Das Oberlandesgericht hat allerdings die Revision zum Bundesgerichtshof zugelassen, sodass abzuwarten bleibt, wie dort entschieden wird.

Das Oberlandesgericht war jedenfalls der Auffassung, dass ein Verstoß gegen das AGG nicht vorliegt.

Es hat dabei offengelassen, ob das AGG im Fall einer Vertragsbeendigung auf einen GmbH-Fremdgeschäftsführer anzuwenden ist, hat jedoch gleichzeitig angemerkt, dass wenn man eine Anwendung vorsehen würde, dennoch diese Klausel wirksam wäre.
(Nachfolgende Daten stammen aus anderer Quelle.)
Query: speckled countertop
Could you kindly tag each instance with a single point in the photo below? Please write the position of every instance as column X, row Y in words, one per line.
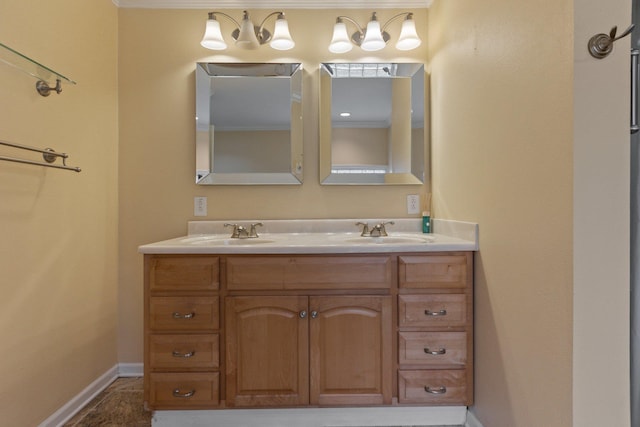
column 319, row 236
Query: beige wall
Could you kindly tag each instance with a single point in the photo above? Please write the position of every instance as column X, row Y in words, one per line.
column 502, row 156
column 158, row 51
column 58, row 246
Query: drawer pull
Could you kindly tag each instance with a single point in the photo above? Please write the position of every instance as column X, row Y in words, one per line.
column 435, row 352
column 185, row 355
column 178, row 393
column 442, row 312
column 177, row 315
column 439, row 390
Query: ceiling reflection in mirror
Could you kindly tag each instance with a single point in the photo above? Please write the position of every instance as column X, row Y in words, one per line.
column 248, row 123
column 372, row 123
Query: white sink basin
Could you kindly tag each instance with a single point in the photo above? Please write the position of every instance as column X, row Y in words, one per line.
column 216, row 240
column 389, row 240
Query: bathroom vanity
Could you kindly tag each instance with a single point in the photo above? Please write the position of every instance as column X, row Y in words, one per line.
column 309, row 318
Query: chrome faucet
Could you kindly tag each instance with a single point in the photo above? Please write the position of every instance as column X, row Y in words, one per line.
column 241, row 232
column 365, row 229
column 252, row 231
column 379, row 230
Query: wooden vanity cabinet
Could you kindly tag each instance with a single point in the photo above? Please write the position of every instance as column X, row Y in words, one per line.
column 231, row 331
column 330, row 348
column 182, row 332
column 435, row 329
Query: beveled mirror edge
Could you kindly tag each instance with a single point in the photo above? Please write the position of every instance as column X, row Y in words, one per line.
column 295, row 176
column 325, row 129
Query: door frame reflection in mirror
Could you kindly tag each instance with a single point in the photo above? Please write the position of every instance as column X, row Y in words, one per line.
column 383, row 141
column 256, row 111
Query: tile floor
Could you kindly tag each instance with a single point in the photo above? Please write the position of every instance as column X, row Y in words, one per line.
column 118, row 405
column 121, row 405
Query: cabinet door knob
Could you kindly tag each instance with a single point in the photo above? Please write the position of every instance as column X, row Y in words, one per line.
column 178, row 393
column 439, row 390
column 177, row 315
column 442, row 312
column 184, row 355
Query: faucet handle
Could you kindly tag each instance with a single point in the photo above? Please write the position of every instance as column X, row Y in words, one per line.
column 252, row 231
column 380, row 228
column 235, row 234
column 365, row 228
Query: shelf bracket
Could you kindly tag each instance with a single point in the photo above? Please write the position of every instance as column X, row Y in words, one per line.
column 44, row 89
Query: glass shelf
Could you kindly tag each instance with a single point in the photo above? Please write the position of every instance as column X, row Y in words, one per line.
column 29, row 66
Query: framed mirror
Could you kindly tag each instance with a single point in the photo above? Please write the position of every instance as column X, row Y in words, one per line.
column 372, row 123
column 248, row 123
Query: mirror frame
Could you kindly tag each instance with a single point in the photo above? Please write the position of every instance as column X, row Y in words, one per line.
column 417, row 176
column 205, row 72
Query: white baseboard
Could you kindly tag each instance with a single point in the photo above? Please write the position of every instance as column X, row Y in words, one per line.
column 72, row 407
column 472, row 421
column 314, row 417
column 323, row 417
column 130, row 369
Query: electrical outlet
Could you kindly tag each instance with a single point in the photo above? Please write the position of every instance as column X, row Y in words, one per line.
column 199, row 206
column 413, row 204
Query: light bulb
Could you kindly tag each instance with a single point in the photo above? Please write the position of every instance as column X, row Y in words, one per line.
column 212, row 38
column 281, row 39
column 247, row 38
column 373, row 36
column 340, row 42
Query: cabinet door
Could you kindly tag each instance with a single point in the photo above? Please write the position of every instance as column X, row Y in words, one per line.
column 350, row 350
column 267, row 351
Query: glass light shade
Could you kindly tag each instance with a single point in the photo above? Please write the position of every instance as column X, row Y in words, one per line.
column 373, row 37
column 213, row 36
column 408, row 36
column 281, row 39
column 247, row 38
column 340, row 42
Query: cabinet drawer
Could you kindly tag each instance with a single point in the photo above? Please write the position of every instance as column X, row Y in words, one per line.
column 433, row 271
column 433, row 349
column 184, row 273
column 184, row 390
column 183, row 313
column 434, row 310
column 437, row 387
column 184, row 351
column 318, row 272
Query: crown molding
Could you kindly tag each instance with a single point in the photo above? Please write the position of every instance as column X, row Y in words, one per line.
column 275, row 4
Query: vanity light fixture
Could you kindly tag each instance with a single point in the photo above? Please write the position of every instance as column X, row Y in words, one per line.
column 247, row 35
column 374, row 37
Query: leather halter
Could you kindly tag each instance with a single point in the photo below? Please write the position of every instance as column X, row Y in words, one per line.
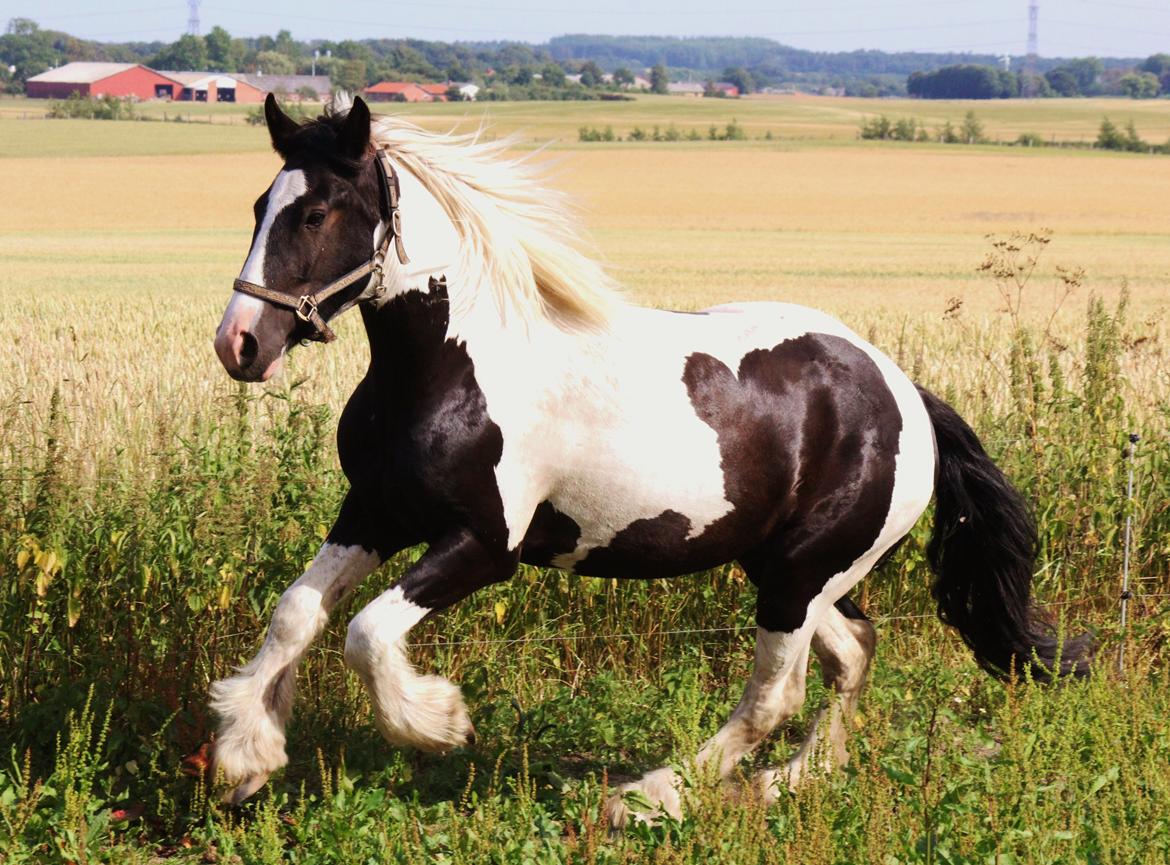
column 305, row 306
Diese Klausel benachteiligt zwar den Kläger, eine solche Regelung ist aber gemäß § 10 Satz 1 und 2 AGG zulässig, weil der entschiedene Senat angenommen hat, dass die Vereinbarung einer Altersgrenze unterhalb des gesetzlichen Renteneintrittsalters für GmbH-Geschäftsführer dann grundsätzlich zulässig ist, wenn gewährleistet ist, dass dem Geschäftsführer ab dem Zeitpunkt seines Ausscheidens eine betriebliche Altersversorgung zusteht.

Ein Unternehmen kann ein legitimes Interesse daran haben, frühzeitig einen Nachfolger in der Unternehmensleitung zu installieren, zumal das Anforderungsprofil für Unternehmens-leiter regelmäßig besonders hoch ist.

Im hier entschiedenen Fall stand dem Kläger ab dem Zeitpunkt seines vorzeitigen Ausscheidens eine betriebliche Altersversorgung zu, er wird hinsichtlich seiner Altersversorgung durch die Beklagte so gestellt, als wenn er erst zum Ablauf der regulären Vertragslaufzeit ausgeschieden wäre.

Die im Verhältnis zur ursprünglichen Vergütung geringere Höhe der betrieblichen Altersversorgung muss der Kläger hinnehmen, sie gewährleistet eine hinreichende soziale Absicherung.